Assignment 5 - Q-Learning for NFL Strategy

Objectives

to implement a model-free, bootstrapping learning algorithm

Introduction

NFL Strategy is a football (North American gridiron football) simulation game from the 1970s. The player on offense chooses one of 34 plays; the player on defense simultaneously chooses one of 12 defensive plays. The outcome of the play is determined by the combination of plays selected and an element of chance.

We seek strategies for a simulation of a situation in which the team currently on offense (the Patriots) must score a touchdown to win the game against the team currently on defense (the Rams): there are 2 minutes (120 seconds) remaining in the game and the Patriots must gain 80 yards in order to score a touchdown and win the game. We make the simplifying assumptions that neither teams has any time-outs left, that any turnover, safety, or field goal leads to a win for the Rams (we assume the Patriots will not get the ball back after such situations), that a touchdown wins the game for the Patriots no matter how much time is remaining (the Rams will not be able to regain the lead against the Patriots defense), and that there will be no penalties. An offense in such a situation is said to be executing a "two-minute drill". To simulate the quick decision making that happens during such a hurry-up situation, we limit the offense and defense to a few plays each.

Assignment

Write a function called q_learn in a module called qfl that takes an object that models the Two-Minute Drill version of NFL strategy and a time limit in seconds and returns a function that takes a non-terminal position in the game and returns the index of the selected offensive play. The function that it returns should execute in less than 10 microseconds for any position. Because there are too many positions to compute a Q-value for each individually within the time bound, you should use a function approximator such as a linear approximator.

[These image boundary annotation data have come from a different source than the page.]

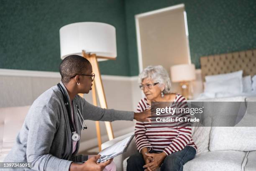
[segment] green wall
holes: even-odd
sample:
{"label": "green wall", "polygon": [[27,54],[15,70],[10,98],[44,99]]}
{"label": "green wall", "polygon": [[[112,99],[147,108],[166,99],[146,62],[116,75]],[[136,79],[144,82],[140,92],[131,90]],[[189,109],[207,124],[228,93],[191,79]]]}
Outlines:
{"label": "green wall", "polygon": [[179,3],[187,13],[191,60],[256,48],[253,0],[0,0],[0,68],[58,71],[59,30],[77,22],[116,28],[118,58],[100,63],[102,74],[138,73],[134,15]]}
{"label": "green wall", "polygon": [[134,15],[180,3],[187,12],[191,61],[204,55],[256,48],[255,0],[125,1],[131,75],[138,73]]}
{"label": "green wall", "polygon": [[101,72],[130,75],[124,1],[0,0],[0,68],[57,71],[60,28],[96,21],[116,28],[118,58],[100,62]]}

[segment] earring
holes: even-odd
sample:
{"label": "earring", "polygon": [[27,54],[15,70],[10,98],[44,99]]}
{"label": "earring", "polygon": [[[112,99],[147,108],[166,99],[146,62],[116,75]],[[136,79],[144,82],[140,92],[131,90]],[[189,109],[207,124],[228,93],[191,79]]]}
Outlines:
{"label": "earring", "polygon": [[164,93],[163,92],[163,90],[161,90],[161,97],[164,97]]}

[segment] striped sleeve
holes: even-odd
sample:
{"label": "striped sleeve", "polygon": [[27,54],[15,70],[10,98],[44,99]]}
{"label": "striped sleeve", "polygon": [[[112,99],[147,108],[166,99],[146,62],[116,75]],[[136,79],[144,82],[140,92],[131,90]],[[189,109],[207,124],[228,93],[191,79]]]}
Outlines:
{"label": "striped sleeve", "polygon": [[[147,104],[143,101],[141,100],[138,105],[136,112],[141,112],[146,110]],[[140,153],[141,149],[144,147],[152,148],[152,145],[147,140],[146,135],[146,128],[144,123],[136,121],[135,125],[135,142],[137,148]]]}
{"label": "striped sleeve", "polygon": [[[177,102],[177,105],[178,108],[187,108],[188,106],[186,99],[181,95],[179,96],[180,97],[178,97],[178,102]],[[189,113],[177,113],[177,117],[190,118],[190,114]],[[179,124],[183,125],[182,123],[181,123],[181,124],[179,123],[178,123],[178,125]],[[177,126],[178,135],[173,139],[172,143],[164,150],[164,152],[167,156],[175,152],[183,150],[191,140],[192,135],[191,126],[190,125],[188,125],[187,124],[185,123],[185,124],[186,126],[182,126],[182,125]]]}

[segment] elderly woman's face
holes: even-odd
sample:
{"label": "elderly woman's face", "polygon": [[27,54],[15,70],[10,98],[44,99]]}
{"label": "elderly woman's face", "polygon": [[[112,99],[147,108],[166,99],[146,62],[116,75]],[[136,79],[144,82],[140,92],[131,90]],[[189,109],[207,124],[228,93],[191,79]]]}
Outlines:
{"label": "elderly woman's face", "polygon": [[152,100],[161,96],[161,89],[159,86],[159,83],[154,82],[150,78],[146,78],[143,79],[141,84],[143,86],[143,92],[147,99]]}

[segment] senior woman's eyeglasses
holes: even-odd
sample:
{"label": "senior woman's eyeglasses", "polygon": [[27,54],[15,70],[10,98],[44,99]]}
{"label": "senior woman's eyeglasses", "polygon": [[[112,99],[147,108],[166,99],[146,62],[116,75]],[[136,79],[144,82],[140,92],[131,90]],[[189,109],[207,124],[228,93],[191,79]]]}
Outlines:
{"label": "senior woman's eyeglasses", "polygon": [[88,74],[75,74],[74,76],[70,77],[70,79],[71,79],[72,78],[74,77],[76,77],[77,76],[77,75],[84,75],[84,76],[90,76],[92,77],[92,81],[93,81],[94,80],[94,78],[95,78],[95,74],[92,74],[92,75],[88,75]]}
{"label": "senior woman's eyeglasses", "polygon": [[156,82],[154,84],[148,84],[146,85],[140,85],[140,89],[141,89],[141,90],[143,90],[145,87],[147,87],[147,88],[148,89],[152,89],[153,86],[155,86],[159,83],[159,82]]}

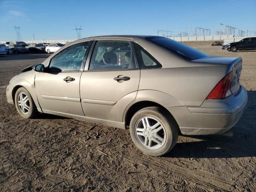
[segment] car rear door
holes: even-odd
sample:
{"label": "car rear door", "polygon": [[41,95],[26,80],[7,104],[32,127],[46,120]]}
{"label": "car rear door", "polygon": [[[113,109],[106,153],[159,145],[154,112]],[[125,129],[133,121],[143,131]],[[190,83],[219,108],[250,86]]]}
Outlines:
{"label": "car rear door", "polygon": [[80,99],[80,78],[91,42],[68,47],[54,56],[48,66],[45,65],[46,72],[37,72],[35,85],[43,112],[84,116]]}
{"label": "car rear door", "polygon": [[118,38],[95,40],[81,77],[83,110],[87,117],[121,122],[125,108],[135,99],[140,81],[133,42]]}
{"label": "car rear door", "polygon": [[250,49],[250,44],[248,43],[249,38],[246,38],[244,39],[239,44],[239,46],[238,48],[239,50],[244,50],[246,49]]}

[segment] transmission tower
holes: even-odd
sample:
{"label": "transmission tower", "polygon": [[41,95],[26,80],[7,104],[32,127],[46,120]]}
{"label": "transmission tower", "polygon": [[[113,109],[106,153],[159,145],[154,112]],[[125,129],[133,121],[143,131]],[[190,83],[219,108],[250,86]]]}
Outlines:
{"label": "transmission tower", "polygon": [[224,35],[235,35],[236,28],[226,25],[224,27]]}
{"label": "transmission tower", "polygon": [[81,38],[81,32],[83,29],[82,28],[82,26],[80,26],[80,28],[78,28],[76,27],[76,28],[74,29],[74,30],[76,30],[76,35],[77,35],[77,39],[79,39]]}
{"label": "transmission tower", "polygon": [[195,27],[194,35],[195,36],[204,36],[204,29],[202,27]]}
{"label": "transmission tower", "polygon": [[249,31],[247,30],[246,36],[256,36],[256,31]]}
{"label": "transmission tower", "polygon": [[21,28],[20,27],[20,26],[16,27],[14,26],[13,28],[15,29],[15,31],[16,32],[16,40],[17,41],[20,41],[21,40],[21,36],[20,36],[20,30]]}
{"label": "transmission tower", "polygon": [[244,37],[244,34],[245,34],[245,32],[244,31],[242,31],[242,30],[238,30],[238,32],[237,32],[237,36],[238,37]]}
{"label": "transmission tower", "polygon": [[157,35],[161,35],[165,37],[172,36],[172,32],[167,30],[158,30],[157,31]]}
{"label": "transmission tower", "polygon": [[219,24],[219,26],[218,27],[218,30],[216,32],[216,35],[223,35],[223,24],[222,23]]}
{"label": "transmission tower", "polygon": [[188,36],[188,29],[186,26],[186,28],[185,28],[185,30],[184,31],[184,32],[182,32],[180,33],[182,35],[181,36],[183,37],[187,37]]}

Your q_learn function can observe outcomes from a particular position given a choice of action (offensive play) by calling the result method on the model object passed to q_learn module. The result method takes a position and action and returns a pair whose first component is the resulting position. Positions are given as 4-tuples with components for the remaining yards needed to score, the downs left, the yards needed to reset the number of downs left, and the time remaining in 5-second ticks. The second component of the pair returned from result is a triple specifying the number of yards gained by that action, the time elapsed after that action (in 5-second ticks), and a Boolean flag indicating whether the action resulted in a turnover (in which case the game is over and the offense loses). That second component can be useful if you want to shape rewards.

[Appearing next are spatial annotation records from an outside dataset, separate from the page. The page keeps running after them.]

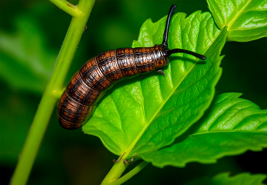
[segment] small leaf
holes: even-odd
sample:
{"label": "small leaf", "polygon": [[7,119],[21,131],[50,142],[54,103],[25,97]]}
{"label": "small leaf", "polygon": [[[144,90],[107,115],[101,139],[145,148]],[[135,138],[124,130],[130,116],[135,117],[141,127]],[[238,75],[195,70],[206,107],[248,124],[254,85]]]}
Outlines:
{"label": "small leaf", "polygon": [[262,183],[267,177],[265,174],[242,173],[230,177],[228,173],[218,174],[210,178],[208,177],[199,178],[184,185],[264,185]]}
{"label": "small leaf", "polygon": [[207,0],[220,29],[227,26],[227,41],[248,42],[267,36],[267,0]]}
{"label": "small leaf", "polygon": [[[172,18],[170,49],[204,54],[207,59],[199,62],[188,54],[174,54],[164,69],[165,77],[152,72],[124,80],[108,91],[83,131],[99,137],[112,153],[126,152],[126,157],[136,153],[138,157],[170,144],[211,103],[221,73],[219,55],[226,30],[220,33],[208,12],[185,16],[178,13]],[[145,22],[133,47],[161,44],[166,19]]]}
{"label": "small leaf", "polygon": [[223,157],[267,147],[267,110],[238,98],[241,93],[216,96],[204,116],[172,146],[143,153],[156,166],[183,167],[187,163],[215,163]]}
{"label": "small leaf", "polygon": [[15,33],[1,31],[1,77],[14,87],[41,94],[51,76],[57,54],[47,51],[42,31],[32,20],[18,18]]}

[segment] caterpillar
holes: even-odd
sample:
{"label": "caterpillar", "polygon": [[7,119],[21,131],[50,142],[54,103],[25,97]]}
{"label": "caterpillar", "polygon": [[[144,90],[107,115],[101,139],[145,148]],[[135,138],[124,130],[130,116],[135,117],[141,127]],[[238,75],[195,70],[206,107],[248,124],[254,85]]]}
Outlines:
{"label": "caterpillar", "polygon": [[105,91],[118,81],[154,70],[165,76],[161,68],[168,64],[172,54],[184,53],[206,59],[204,56],[190,51],[168,48],[170,21],[176,8],[173,4],[170,9],[162,44],[110,50],[83,65],[70,80],[59,100],[57,117],[62,127],[74,130],[82,126],[89,119]]}

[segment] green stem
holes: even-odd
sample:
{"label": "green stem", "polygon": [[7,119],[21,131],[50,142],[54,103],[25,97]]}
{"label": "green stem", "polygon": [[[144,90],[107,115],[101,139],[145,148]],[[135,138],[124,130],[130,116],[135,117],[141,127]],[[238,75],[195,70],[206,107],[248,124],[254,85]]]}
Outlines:
{"label": "green stem", "polygon": [[120,178],[128,167],[124,164],[123,159],[115,163],[103,180],[101,185],[120,185],[133,177],[149,164],[143,161],[127,173]]}
{"label": "green stem", "polygon": [[[59,7],[61,6],[60,8],[66,12],[70,13],[70,7],[67,6],[64,7],[62,3],[66,1],[62,0],[51,0],[51,1]],[[79,13],[75,14],[75,16],[73,14],[70,13],[73,17],[54,71],[42,97],[23,146],[12,180],[11,185],[24,185],[27,183],[54,108],[60,97],[59,94],[62,92],[71,62],[94,3],[95,0],[80,0],[76,8]]]}
{"label": "green stem", "polygon": [[79,14],[77,6],[65,0],[50,0],[50,1],[73,17],[78,17]]}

The model object will also have some additional methods to allow you to simulate games. You may only access methods whose names do not begin with underscores. These methods are:

the result method;
the initial_position method, which returns the initial position of the game;
the offensive_playbook_size method, which returns the number of offensive plays to choose from and the plays are then numbered 0, 1, ..., model.offensive_playbook_size() - 1 (there is also a defensive_playbook_size method, but you should not need to use that method);
the game_over method, which takes a position and determines if it is a terminal position;
the win method, which takes a terminal position and determines whether the offense won; and
the simulate method, which takes two arguments: 1) an offensive policy function – -- a function that takes a position and returns the index of the offensive play to choose in that position; and 2) a positive integer for the number of games to simulate using that policy. The method returns the winning percentage achieved over those games by the policy.

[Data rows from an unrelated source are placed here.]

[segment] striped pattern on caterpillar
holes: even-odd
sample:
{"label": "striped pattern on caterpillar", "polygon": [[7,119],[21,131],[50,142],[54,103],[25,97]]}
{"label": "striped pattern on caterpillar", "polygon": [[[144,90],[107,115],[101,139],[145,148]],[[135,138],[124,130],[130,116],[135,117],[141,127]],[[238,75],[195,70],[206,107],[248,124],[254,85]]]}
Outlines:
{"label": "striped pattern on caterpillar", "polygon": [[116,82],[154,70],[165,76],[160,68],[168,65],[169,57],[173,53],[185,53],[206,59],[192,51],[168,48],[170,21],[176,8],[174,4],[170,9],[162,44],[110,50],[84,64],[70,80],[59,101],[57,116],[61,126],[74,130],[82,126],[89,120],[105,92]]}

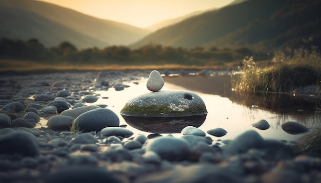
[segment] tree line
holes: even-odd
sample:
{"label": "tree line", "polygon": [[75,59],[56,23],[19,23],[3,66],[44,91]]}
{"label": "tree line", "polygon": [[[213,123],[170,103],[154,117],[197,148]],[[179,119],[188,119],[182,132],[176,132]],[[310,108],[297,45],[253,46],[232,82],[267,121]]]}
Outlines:
{"label": "tree line", "polygon": [[0,59],[54,61],[77,64],[219,65],[242,60],[246,56],[253,56],[256,60],[270,59],[266,53],[253,51],[246,47],[233,50],[216,47],[206,49],[201,47],[187,49],[151,44],[135,49],[123,45],[112,45],[104,49],[78,50],[68,41],[47,48],[35,38],[24,41],[3,38],[0,40]]}

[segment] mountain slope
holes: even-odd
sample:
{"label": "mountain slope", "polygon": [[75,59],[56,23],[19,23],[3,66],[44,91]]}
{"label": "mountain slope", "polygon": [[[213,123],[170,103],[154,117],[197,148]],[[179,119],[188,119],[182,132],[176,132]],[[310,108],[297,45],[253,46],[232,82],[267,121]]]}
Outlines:
{"label": "mountain slope", "polygon": [[187,48],[264,47],[266,43],[275,48],[320,35],[320,2],[249,0],[162,29],[131,46],[152,43]]}
{"label": "mountain slope", "polygon": [[[208,11],[210,11],[210,10],[208,10]],[[192,12],[191,13],[189,13],[184,16],[179,16],[177,18],[168,19],[164,21],[162,21],[159,22],[152,25],[148,27],[148,28],[147,28],[146,29],[149,30],[151,31],[155,31],[159,29],[162,29],[163,28],[177,24],[179,22],[179,21],[184,19],[185,19],[187,18],[200,14],[206,11],[196,11],[194,12]]]}
{"label": "mountain slope", "polygon": [[[51,27],[53,30],[61,30],[62,27],[65,27],[68,30],[68,31],[64,31],[61,33],[57,32],[56,34],[61,34],[59,37],[63,37],[64,33],[66,31],[70,32],[73,30],[75,32],[74,34],[82,35],[83,39],[87,40],[91,39],[93,42],[95,42],[94,40],[99,40],[96,44],[89,44],[86,47],[95,46],[102,47],[111,44],[126,45],[138,40],[150,32],[148,31],[134,26],[97,18],[71,9],[36,1],[0,0],[0,7],[7,9],[6,12],[14,9],[15,14],[17,16],[19,16],[18,12],[21,11],[22,17],[24,17],[24,15],[28,12],[34,14],[33,18],[36,17],[36,18],[39,18],[39,17],[42,17],[42,18],[46,18],[48,20],[47,21],[48,24],[53,24],[51,26],[49,25],[47,25],[47,26]],[[35,16],[34,15],[37,15],[38,16]],[[8,17],[8,18],[2,18],[2,24],[4,24],[4,21],[7,21],[6,23],[7,25],[10,25],[10,22],[13,21],[14,19],[16,21],[21,19],[22,21],[16,22],[17,24],[22,25],[24,24],[24,21],[32,21],[27,19],[27,17],[29,17],[29,16],[24,17],[23,19],[16,16],[5,17]],[[37,20],[34,19],[33,20],[37,21]],[[39,21],[43,22],[42,20]],[[4,26],[2,25],[3,24],[1,24],[1,27],[3,27],[2,29],[13,29],[10,27],[5,27],[4,28]],[[59,28],[55,28],[55,26],[58,26]],[[35,32],[38,31],[37,29],[38,28],[34,27]],[[18,30],[17,30],[16,32],[18,32],[21,34],[25,34],[25,36],[27,36],[26,33],[19,32]],[[6,35],[0,35],[0,36],[3,37],[5,36]],[[69,34],[65,36],[67,38],[72,35]],[[41,41],[44,39],[43,37],[36,38],[38,38]],[[61,40],[61,41],[63,40]]]}

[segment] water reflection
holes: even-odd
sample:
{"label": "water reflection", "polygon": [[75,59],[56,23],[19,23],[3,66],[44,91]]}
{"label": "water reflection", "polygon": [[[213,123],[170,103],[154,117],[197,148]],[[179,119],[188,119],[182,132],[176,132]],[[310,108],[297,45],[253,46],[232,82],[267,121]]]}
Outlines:
{"label": "water reflection", "polygon": [[[282,125],[287,121],[295,121],[308,128],[321,127],[320,115],[314,112],[315,104],[305,103],[302,100],[294,101],[290,98],[283,99],[282,96],[276,95],[267,98],[257,95],[237,96],[237,94],[231,91],[229,76],[207,78],[165,77],[164,80],[165,84],[162,90],[187,90],[199,95],[205,103],[208,113],[204,119],[205,121],[192,122],[194,123],[193,126],[198,126],[198,128],[204,131],[218,127],[225,129],[228,133],[224,136],[224,139],[232,139],[249,129],[257,131],[263,138],[267,139],[291,141],[299,138],[301,134],[291,134],[282,129]],[[101,97],[97,102],[91,105],[107,104],[107,108],[118,115],[121,124],[127,124],[121,116],[120,111],[131,98],[149,92],[146,82],[146,80],[142,80],[138,82],[138,84],[126,83],[131,87],[122,91],[115,91],[113,88],[110,88],[108,91],[98,91],[96,93],[100,94]],[[103,99],[103,97],[108,97],[109,98]],[[252,106],[257,106],[257,107]],[[269,129],[262,130],[251,126],[252,124],[262,119],[266,120],[270,124],[271,127]],[[155,124],[155,126],[149,128],[150,129],[146,129],[143,121],[144,119],[142,119],[141,125],[135,127],[136,128],[129,126],[127,127],[136,134],[148,135],[150,132],[156,132],[173,133],[174,136],[181,135],[174,133],[179,132],[180,126],[177,126],[177,130],[175,130],[170,128],[176,127],[170,127],[169,123]],[[164,130],[165,129],[166,130]]]}
{"label": "water reflection", "polygon": [[188,126],[196,128],[202,125],[206,115],[184,117],[142,117],[122,115],[126,123],[143,131],[156,133],[180,133]]}

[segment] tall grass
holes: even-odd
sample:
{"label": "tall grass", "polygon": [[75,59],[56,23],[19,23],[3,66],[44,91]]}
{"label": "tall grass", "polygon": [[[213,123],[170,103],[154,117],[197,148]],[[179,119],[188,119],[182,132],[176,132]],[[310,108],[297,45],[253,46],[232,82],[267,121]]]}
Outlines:
{"label": "tall grass", "polygon": [[303,86],[316,85],[319,88],[321,85],[321,56],[315,47],[277,52],[270,65],[264,67],[257,66],[252,57],[247,57],[239,68],[241,74],[232,76],[232,87],[236,91],[289,93]]}

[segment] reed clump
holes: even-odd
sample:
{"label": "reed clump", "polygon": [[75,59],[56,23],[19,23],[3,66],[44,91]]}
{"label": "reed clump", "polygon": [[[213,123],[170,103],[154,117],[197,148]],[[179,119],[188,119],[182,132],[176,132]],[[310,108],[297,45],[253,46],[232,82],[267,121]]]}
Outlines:
{"label": "reed clump", "polygon": [[316,47],[277,52],[264,67],[257,66],[253,57],[246,58],[243,65],[239,68],[241,74],[235,76],[234,72],[232,76],[236,91],[287,93],[310,85],[319,89],[321,85],[321,56]]}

So for the standard Q-learning algorithm

for as many games as you can simulate in the allotted time
- $s \leftarrow s_0$
- while $s$ is not terminal
  - choose an action $a$
  - observe the transition $(s, a, s', r)$
  - update $Q(s, a)$

the initial_position method returns $s_0$, the offensive_playbook_size methods determines what actions are available to choose as $a$, the result method returns $s'$ given $s$ and $a$, and the game_over and win methods allow you to determine $r$.

Grading

The test driver test_qfl in /c/cs474/hw5/Required defines two models that choose defensive plays uniformly randomly. Your q_learn function will be tested on other models as well.

You will be graded on how well the policy returned by q_learn performs. Better policies will receive better grades, and the more consistently your Q-learning process can return good policies, the better your grade will be. You should be able to achieve a better winning percentage better than the best policy that always chooses the same play (about 0.38 for model 0 [always choosing play 2] and 0.285 for model 1 [always choosing play 2]) or always chooses randomly (0.275 and 0.105 for models 0 and 1 respectively). For comparison, an offensive player optimized against a random defensive player scores about 0.53 for model 0 and 0.48 for model 1.

Additional Requirements

Tests will be executed with pypy3, so write your code for Python 3.5 and only use modules are available for pypy3 on the Zoo (this excludes numpy).

Examples

[jrg94@cricket code]$ pypy3 test_qfl.py 0 9 250000
0.509548
[jrg94@cricket code]$ pypy3 test_qfl.py 1 9 250000
0.467852

Submissions

Submit just your qfl.py module along with any other supporting modules and your log. There is no need to submit a makefile or executable; the test scripts create an executable called QFL that is used to run the test drivers.